An alternative method of triggering the CGT charge would be to transfer the asset to another person (other than a spouse or a charity). The disadvantage to gifting assets in this way, for example to one's children, is that it will result in a 'dry' tax charge (meaning that there are no sale proceeds to actually fund the tax). Where the assets are shares in a company this could also result in control being transferred away from the donor which may not be practical or desirable.

A further alternative would be to transfer the assets on trust. Such a transfer amounts to a disposal for CGT purpose. Privately held business assets would most likely qualify for business property relief from IHT so that they would not be subject to the 20% IHT entry charge imposed on lifetime transfers to trust. The issue of the individual losing control could then be mitigated by the choice of appropriate trustees (which could include, in certain circumstances, the donor).

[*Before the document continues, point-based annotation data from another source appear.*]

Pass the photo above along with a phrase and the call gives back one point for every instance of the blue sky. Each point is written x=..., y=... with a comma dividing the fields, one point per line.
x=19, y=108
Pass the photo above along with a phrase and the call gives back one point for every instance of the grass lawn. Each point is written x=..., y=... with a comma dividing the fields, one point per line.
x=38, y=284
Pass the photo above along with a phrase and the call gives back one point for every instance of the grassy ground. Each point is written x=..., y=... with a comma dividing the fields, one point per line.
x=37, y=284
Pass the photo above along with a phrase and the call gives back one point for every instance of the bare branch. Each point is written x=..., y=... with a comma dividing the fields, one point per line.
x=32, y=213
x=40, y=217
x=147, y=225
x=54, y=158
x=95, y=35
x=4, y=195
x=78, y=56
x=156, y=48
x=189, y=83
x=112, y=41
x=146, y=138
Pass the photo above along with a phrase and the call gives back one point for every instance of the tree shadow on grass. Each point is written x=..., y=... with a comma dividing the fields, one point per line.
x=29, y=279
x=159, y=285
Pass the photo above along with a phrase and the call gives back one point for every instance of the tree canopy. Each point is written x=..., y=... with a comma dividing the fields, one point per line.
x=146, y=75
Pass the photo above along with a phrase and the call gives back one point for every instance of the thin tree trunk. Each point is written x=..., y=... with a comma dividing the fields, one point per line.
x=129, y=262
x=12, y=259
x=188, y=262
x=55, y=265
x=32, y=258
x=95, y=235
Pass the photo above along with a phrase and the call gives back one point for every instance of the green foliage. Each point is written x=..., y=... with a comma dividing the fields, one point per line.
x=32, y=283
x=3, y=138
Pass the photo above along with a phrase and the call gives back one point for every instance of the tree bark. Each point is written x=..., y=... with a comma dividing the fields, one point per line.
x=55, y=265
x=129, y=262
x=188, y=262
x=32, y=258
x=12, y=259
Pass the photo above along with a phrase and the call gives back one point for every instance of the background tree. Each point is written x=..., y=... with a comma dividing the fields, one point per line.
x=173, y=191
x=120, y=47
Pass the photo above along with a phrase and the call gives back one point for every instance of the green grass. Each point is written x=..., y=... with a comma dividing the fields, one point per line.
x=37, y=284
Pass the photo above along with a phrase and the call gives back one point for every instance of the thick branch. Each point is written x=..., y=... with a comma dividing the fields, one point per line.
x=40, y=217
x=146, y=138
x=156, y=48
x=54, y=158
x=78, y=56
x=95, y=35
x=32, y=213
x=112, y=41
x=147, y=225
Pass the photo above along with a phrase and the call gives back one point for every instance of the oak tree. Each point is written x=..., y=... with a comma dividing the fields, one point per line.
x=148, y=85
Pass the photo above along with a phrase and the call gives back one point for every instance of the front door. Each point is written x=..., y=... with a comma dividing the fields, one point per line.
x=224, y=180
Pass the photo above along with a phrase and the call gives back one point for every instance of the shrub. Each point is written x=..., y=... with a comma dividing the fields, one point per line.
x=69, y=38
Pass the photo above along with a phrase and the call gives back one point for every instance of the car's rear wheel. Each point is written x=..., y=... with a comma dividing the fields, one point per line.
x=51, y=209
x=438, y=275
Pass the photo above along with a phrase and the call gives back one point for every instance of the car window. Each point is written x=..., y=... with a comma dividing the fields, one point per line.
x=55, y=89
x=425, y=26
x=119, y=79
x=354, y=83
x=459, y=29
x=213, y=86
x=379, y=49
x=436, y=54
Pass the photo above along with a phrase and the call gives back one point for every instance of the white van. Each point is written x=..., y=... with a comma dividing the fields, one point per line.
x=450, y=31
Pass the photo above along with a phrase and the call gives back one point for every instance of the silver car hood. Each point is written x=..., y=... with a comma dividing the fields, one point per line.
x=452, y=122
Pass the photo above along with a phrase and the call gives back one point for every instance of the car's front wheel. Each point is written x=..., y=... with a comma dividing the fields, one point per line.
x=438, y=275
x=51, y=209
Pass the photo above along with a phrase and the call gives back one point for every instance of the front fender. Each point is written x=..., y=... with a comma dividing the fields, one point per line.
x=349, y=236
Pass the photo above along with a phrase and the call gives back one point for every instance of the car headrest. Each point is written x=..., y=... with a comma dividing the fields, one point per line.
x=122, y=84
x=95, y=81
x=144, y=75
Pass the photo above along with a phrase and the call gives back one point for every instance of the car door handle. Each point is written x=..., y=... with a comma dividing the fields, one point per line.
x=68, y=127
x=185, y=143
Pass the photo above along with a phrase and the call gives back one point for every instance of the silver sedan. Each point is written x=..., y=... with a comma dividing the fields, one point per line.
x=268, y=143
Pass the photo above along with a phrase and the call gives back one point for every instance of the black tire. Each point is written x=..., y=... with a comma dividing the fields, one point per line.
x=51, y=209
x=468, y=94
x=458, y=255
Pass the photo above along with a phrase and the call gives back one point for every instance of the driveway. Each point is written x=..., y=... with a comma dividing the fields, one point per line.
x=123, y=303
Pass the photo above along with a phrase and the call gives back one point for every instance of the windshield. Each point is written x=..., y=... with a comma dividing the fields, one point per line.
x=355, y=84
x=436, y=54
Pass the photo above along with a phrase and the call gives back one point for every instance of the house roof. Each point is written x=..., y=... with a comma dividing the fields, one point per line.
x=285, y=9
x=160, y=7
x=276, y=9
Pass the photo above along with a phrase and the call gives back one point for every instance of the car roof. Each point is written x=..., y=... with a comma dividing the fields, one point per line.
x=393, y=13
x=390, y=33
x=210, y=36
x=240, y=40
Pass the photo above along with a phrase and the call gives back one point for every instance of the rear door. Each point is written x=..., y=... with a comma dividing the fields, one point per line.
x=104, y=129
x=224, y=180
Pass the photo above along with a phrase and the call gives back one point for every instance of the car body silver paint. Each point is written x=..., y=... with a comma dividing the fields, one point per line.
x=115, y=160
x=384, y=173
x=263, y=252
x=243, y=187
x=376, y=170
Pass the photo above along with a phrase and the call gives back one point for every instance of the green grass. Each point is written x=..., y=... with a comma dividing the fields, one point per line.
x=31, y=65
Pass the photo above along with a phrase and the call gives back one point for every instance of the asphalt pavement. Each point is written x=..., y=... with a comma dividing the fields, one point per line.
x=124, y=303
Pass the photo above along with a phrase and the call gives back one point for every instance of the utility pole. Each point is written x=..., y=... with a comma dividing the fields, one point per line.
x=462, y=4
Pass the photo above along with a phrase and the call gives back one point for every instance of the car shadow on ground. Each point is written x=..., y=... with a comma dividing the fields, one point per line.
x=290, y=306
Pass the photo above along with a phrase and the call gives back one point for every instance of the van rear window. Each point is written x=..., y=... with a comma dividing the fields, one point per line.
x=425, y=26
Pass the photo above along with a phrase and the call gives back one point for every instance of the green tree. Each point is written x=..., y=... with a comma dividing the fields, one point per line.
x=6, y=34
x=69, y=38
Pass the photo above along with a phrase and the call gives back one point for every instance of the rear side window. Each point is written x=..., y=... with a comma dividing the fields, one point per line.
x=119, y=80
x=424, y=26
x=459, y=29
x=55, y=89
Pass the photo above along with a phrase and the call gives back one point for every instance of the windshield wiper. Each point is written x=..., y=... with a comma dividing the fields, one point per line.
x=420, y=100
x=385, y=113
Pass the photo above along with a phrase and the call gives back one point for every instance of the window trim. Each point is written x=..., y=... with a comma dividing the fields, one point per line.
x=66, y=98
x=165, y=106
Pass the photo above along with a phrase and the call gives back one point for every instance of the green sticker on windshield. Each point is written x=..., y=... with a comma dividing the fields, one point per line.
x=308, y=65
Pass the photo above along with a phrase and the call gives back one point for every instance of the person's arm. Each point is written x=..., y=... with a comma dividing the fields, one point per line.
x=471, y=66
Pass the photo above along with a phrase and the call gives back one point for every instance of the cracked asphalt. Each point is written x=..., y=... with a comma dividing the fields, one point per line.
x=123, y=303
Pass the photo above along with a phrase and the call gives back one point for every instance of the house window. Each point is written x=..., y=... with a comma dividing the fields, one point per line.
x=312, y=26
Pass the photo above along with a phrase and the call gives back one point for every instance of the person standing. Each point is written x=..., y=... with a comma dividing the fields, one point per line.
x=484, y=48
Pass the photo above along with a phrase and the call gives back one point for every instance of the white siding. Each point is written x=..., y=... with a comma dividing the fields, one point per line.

You should always bear in mind that investment decisions should not be led by the tax considerations alone and so you should proceed cautiously with appropriate advice before seeking to realise gains on your investments. The OTS review of CGT is just part of the government's response to coronavirus and we anticipate there are likely to be further changes to the tax regime. Please click  here to access an article to see some thoughts from earlier in the summer as to potential changes to the tax regime which could be introduced.

The changes recommended by the OTS would impact wealthier taxpayers significantly, and are already proving unpopular with the Conservative government's core voter base. Resistance from traditional Conservative voters as well as the Party backbenchers, could well dissuade the Chancellor from implementing the recommendations and so, at this stage, there is still no certainty that any of the recommendations will be implemented.

However, given the wider political landscape and the need to raise significant finances to fund the Government's ongoing Coronavirus support package, it seems likely that we will see some changes to CGT coming in at the next Budget.

The content of this article is intended to provide a general guide to the subject matter. Specialist advice should be sought about your specific circumstances.